たくさんの青いインクのしみ、そして無数の幾何学模様からなる宇宙が眼前に現れ、一瞬今自分がどこにいるのかわからなくなった。今、これを描く力量が自分にはないことはわかっているけど、それでも是非、この感じを絵にして残しておきたいと思いました。近いうちに、チャレンジしてみようと思います。

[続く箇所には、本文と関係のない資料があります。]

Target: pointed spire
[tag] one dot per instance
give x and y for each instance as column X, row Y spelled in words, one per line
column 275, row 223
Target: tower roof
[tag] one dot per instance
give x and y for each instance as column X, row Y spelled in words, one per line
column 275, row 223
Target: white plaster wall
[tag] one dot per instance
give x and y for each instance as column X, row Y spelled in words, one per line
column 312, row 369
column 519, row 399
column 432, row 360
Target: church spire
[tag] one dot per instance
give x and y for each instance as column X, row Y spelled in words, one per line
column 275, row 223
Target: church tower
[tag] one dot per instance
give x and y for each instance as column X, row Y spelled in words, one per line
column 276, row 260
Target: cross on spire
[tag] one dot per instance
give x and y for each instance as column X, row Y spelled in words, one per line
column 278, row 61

「ハワイアン・ラプソディ」は、母星に帰りたい老いたスーパーマン(!)と、それを手助けしてやる若者たちの物語。村上龍って血と暴力の匂いが色濃い作家さんだと思っていたのだけど(完全なる先入観)、そういう印象を大きく覆す物語だった。淡々と綴られる、優しく哀しいお話。スーパーマンが必死で飛び立とうとし、墜落するときの描写がとても美しいのです。わあ、あ、あ、あ・・・と心の中で叫びながら読んだ。
この本は大当たりだったなー。昔ほどたくさんの本は読めないけれど、少しずつでいいから、こんなふうに再び「自分のものではない」物語を自分の体に取り込んでいけたらいい。きっとこれは、今の私にとってとてもだいじなことなのだと思う。